Which cap decays faster? The smaller one.

Which cap charges up past full voltage faster? The smaller one

BMS units are intended to shunt current on discharge with current on the stronger battery so it appears as weak as the weakest cell in order to prevent the weakest cell from getting damaged from undervoltage damage. Then during charging shunt the weakest cell to bypass current from exceeding the CV max while the stronger batteries catch up.

Normally 6cell batteries are matched <0.1% when new and the CV phase allows the current to decline while the stronger cells try to catch-up in series.

What happens without a BMS with external mismatched packs is the weaker packs accelerate faster in aging in a runaway condition from under and over charge, so you never want battery packs mismatched for Ah or ESR for longest life cycles.

This also means choosing to use less CV and cutout voltage reduces capacity but total life cycles increase dramatically. (E.g. 10x for 50% capacity utilization re Battery university, your mileage may vary)

It also means unless you have dozens of cells , when a string or module has 1 dead cell and the others are near end of life, it’s just a short matter of time before the next cell is dead and then the next etc. so batteries are like Caps and must be balanced as they perform as well as the weakest link.
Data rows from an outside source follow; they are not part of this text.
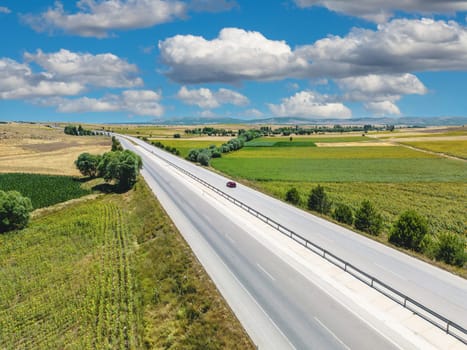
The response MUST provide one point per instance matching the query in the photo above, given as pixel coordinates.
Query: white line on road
(265, 272)
(331, 332)
(229, 238)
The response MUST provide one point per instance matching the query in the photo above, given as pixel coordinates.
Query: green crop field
(390, 152)
(456, 148)
(112, 273)
(271, 141)
(443, 204)
(340, 164)
(184, 146)
(394, 178)
(43, 190)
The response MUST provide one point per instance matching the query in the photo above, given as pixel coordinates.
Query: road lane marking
(229, 238)
(265, 272)
(331, 332)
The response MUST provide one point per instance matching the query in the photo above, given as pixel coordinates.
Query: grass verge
(109, 273)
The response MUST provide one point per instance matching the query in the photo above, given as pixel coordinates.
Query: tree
(71, 130)
(343, 213)
(193, 155)
(14, 211)
(116, 145)
(408, 231)
(204, 158)
(367, 219)
(318, 200)
(121, 166)
(87, 164)
(451, 249)
(292, 196)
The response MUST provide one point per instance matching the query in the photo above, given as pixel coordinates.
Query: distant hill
(401, 121)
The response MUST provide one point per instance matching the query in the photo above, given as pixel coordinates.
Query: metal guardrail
(451, 328)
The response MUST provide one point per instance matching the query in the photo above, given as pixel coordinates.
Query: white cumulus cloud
(207, 99)
(255, 113)
(212, 5)
(105, 70)
(138, 102)
(97, 18)
(381, 87)
(64, 73)
(310, 104)
(381, 10)
(398, 47)
(233, 56)
(17, 81)
(382, 108)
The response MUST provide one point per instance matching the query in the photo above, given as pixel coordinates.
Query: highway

To prove the point here, I modelled your 50Ah batteries to show how each battery gradually changes with respect to the others. It uses a comparator to decide when to charge 10A and discharge 10A with a simple battery model initialized to 12.0V then counts each cycle displayed on LEDs in binary. The voltage is sampled every second and the run time shows after about 50 cycles the capacity difference from Vmax has shifted by a spread of about 0.5V out of 14V. Eventually when one pack exceeds absolute max or min, degradation accelerates. this proves the point that a master BMS is needed to track all packs and need to be charged separately to same voltage after 50 cycles. Here is the simulation.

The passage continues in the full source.